This part of GOV.UK is being rebuilt – find out what beta means

HMRC internal manual

Capital Gains Manual

Gains from which pre-entry losses are deductible: pre-entry assets

TCGA92/SCH7A/PARA7 (2) (c) & (3)

The extension of the loss set-off rules in paragraph 7(3) Schedule 7A covers the case where two or more companies leave one group and join another group at the same time. If a company (the initial company) brings an asset into a group, and an allowable loss on a later disposal of that asset by the initial company has a pre-entry proportion, the pre-entry loss can be deducted from a gain accruing to the initial company provided the following conditions are satisfied.

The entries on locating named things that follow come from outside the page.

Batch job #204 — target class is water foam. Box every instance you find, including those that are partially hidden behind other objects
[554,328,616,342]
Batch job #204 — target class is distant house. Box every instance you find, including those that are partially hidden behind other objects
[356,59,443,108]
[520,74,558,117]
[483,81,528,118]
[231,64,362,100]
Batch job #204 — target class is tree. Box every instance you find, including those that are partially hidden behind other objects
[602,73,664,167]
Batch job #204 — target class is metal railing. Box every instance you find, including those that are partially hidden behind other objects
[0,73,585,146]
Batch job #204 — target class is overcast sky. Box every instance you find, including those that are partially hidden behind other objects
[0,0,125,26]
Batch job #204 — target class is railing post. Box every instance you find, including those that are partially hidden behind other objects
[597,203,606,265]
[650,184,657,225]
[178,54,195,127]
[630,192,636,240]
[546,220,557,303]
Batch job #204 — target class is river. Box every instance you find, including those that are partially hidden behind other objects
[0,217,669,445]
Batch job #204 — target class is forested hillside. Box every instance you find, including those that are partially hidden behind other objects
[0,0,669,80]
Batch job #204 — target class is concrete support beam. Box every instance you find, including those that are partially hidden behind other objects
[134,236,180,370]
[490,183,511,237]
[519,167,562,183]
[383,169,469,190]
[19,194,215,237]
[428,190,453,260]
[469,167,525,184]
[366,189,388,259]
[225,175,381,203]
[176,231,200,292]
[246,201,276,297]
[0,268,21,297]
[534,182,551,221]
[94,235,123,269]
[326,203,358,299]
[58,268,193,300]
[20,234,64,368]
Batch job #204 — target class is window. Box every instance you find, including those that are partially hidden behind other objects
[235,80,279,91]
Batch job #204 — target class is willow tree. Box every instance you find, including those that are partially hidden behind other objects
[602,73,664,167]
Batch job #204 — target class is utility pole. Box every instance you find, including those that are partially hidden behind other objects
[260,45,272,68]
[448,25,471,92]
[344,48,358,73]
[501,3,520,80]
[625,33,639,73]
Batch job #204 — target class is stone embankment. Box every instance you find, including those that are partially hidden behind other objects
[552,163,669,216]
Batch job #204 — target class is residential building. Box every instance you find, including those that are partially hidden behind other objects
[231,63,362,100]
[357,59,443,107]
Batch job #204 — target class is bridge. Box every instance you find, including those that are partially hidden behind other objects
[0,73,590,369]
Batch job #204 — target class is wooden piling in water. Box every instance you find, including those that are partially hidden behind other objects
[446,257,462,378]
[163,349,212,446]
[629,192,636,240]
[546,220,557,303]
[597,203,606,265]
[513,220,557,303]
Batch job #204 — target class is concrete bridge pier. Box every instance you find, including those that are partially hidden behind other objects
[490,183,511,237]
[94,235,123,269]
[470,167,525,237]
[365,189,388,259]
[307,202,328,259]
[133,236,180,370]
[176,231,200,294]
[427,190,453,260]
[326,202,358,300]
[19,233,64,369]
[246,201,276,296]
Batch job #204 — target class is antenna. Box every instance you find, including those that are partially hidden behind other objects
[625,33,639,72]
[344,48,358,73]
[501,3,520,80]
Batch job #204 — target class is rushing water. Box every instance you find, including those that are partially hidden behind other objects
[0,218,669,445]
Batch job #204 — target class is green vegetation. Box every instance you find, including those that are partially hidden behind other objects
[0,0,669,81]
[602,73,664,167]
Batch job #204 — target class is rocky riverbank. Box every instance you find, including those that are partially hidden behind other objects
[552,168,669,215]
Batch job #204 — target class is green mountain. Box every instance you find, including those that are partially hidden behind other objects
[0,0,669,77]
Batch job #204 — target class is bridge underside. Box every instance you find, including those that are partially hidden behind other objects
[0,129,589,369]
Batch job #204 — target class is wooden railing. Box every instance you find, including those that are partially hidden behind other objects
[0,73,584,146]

  • The gain asset was acquired by one of the joining companies other than the initial company from a person who was not a group member at the time of acquisition.
  • Since the acquisition of the asset from outside the group, the asset has been used or held exclusively for the purposes of a trade which the initial company carried on before it became a member of the group, and which it continued to carry on until the disposal.

There are supplemental rules dealing with changes in the nature or scale of a trade, see CG47840+.

Note: Additional rules relating to loss buying were enacted in FA 2006. See CG47020+ for guidance on the rules which apply in priority to TCGA92/SCH7A for accounting periods ending on or after 5 December 2005.

FA11/S46 and FA11/SCH11 greatly simplified the rules in TCGA92/SCH7A for the deduction of losses on or after 19 July 2011. See CG47400+ for guidance on loss streaming from that date.